Missing from photo, our "smile cheerleaders" Madison, June and Hailey


Every year there is one in the crowd who recognizes ALL of my tools and practically bursts at the seams to impart their knowledge to the entire class.  (These children are occasionally sons or daughters of someone in the medical field but more often the child is a wonderfully inquisitive smarty-pants who has taken hundreds of blood pressures on siblings, parents, dolls, and/or the family dog with his /her Fisher-Price medical kit…)
























Listening to those little lub-dubs is one of the greatest joys of my occupation. What a privilege to share moments of discovery with a curious child. 

Wednesday, October 8, 2014

NERIKOMI


Clearly I am sheltered in my little antiseptic world. I had no idea people were using rolling pins in the building for reasons other than pies… 

This week in the far end of Middle School, our resourceful art teacher was directing a pottery class for eighth grade girls.  The clay in their imaginative hands was forged by nerikomi method, the art of combining two low fire clays. 
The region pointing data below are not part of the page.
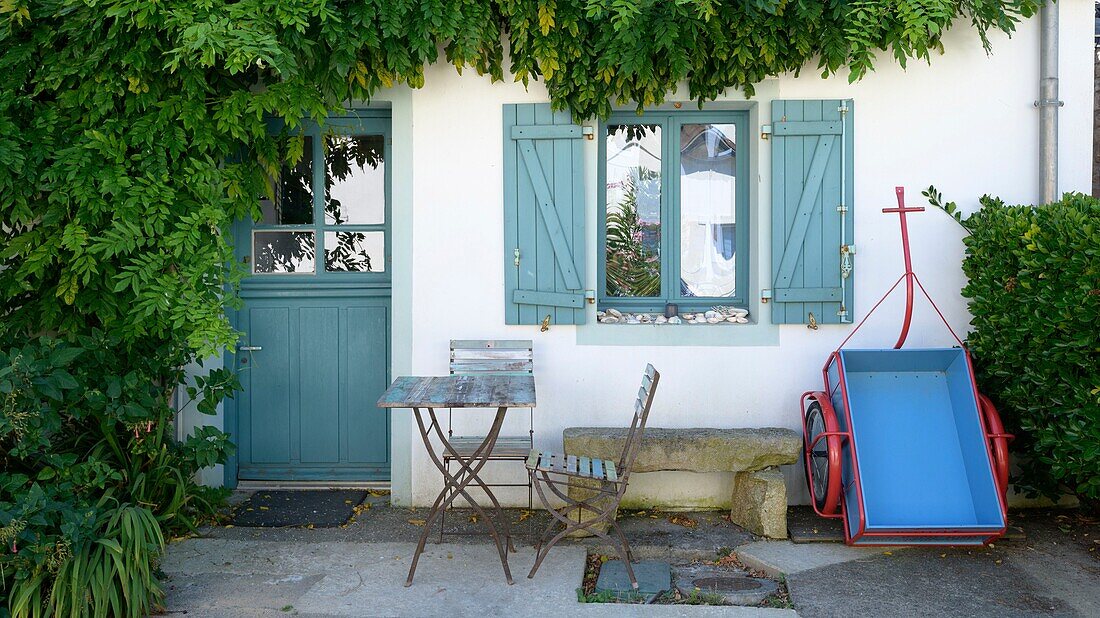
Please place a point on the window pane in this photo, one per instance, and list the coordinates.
(359, 252)
(283, 252)
(707, 210)
(634, 210)
(354, 179)
(294, 192)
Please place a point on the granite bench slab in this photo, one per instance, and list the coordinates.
(752, 454)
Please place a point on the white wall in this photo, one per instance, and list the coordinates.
(966, 123)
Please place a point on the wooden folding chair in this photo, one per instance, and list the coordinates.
(611, 479)
(492, 357)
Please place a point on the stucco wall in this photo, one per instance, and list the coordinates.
(966, 124)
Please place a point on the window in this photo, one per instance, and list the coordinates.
(332, 202)
(673, 213)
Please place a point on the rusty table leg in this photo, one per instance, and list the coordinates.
(454, 486)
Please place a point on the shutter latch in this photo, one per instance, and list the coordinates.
(846, 252)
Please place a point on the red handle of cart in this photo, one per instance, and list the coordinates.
(909, 276)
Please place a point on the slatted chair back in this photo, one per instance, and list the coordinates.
(641, 405)
(492, 356)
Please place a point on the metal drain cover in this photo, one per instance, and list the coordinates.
(732, 584)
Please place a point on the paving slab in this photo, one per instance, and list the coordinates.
(1055, 571)
(784, 558)
(241, 577)
(653, 576)
(919, 583)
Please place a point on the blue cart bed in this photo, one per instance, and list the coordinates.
(916, 464)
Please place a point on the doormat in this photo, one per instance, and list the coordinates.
(321, 508)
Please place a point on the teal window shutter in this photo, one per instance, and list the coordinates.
(543, 217)
(812, 211)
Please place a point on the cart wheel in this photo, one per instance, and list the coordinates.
(822, 455)
(998, 441)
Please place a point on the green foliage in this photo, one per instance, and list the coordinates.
(633, 268)
(1034, 293)
(112, 576)
(92, 477)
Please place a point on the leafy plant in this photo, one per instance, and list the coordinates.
(113, 575)
(1034, 293)
(92, 477)
(633, 268)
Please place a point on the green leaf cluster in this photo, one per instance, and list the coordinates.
(1034, 293)
(91, 476)
(633, 268)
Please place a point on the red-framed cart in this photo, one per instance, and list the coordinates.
(900, 444)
This creative process is no small undertaking.  It began when our sister school discarded some dried-up old white clay. The undertaking progressed when local potter Royce Yoder shared the white clay with aforementioned art teacher Mrs. Keppley and taught her this unique method.  For people like me who try to eschew manual labor, the “method” these enterprising folks used sounds perfectly and horribly exhausting.  It involved a physical workout of slab cutting, clay stacking (the old white with the newer more user-friendly red earthenware) adding water, and slamming around some unwieldy 25 pound cubes of this newly combined material to attain a workable united medium. (Strenuous work, but it sounds like a constructive way to release angst, no?)
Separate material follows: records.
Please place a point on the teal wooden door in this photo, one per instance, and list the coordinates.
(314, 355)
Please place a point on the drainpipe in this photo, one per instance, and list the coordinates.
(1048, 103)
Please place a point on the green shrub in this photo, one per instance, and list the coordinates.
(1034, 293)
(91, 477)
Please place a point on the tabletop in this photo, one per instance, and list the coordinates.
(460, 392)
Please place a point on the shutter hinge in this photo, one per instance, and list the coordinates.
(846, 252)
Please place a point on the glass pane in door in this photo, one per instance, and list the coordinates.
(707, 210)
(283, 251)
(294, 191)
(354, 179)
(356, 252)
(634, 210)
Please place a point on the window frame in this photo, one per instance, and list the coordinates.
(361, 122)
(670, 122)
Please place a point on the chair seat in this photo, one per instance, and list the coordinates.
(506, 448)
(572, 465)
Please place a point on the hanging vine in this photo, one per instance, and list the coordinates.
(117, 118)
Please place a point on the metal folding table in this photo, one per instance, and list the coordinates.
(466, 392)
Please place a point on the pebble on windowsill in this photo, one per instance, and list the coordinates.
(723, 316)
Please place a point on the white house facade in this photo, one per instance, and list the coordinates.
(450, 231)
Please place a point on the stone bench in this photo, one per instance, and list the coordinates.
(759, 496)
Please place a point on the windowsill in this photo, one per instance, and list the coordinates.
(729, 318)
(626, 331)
The slabs were ready to go and our students were hard at work in all stages of marbleized slab pot formation when I stopped by to see what was happening. 



Several girls were industriously rolling out clay, some imprinting their soft earthenware clay with freshly picked maple leaves.  

Others (somewhat entertainingly) were visibly suffering with rolling pins in hand. Sydney, for one, was attempting to flatten a particularly thick and stubborn slab of clay. Undaunted, she fought with that clay for the entire length of my visit.  The tenacious clay was not easily beaten into submission and Sydney’s biceps will likely be painfully recalling her efforts tomorrow. 

Olivia’s pot was fabulously adorned, having been transformed through the pressing of actual lace onto her clay.





Amy and Shaina’s pots sported smooth straight walls. 









All of the pots will twice be glazed and sent into the kiln for firing.





As a school nurse who has never managed to coerce a recognizable shape from a canister of malleable Play-Dough, watching these young artists and their teacher was a wonderfully enlightening ten minute diversion from Band-Aid application.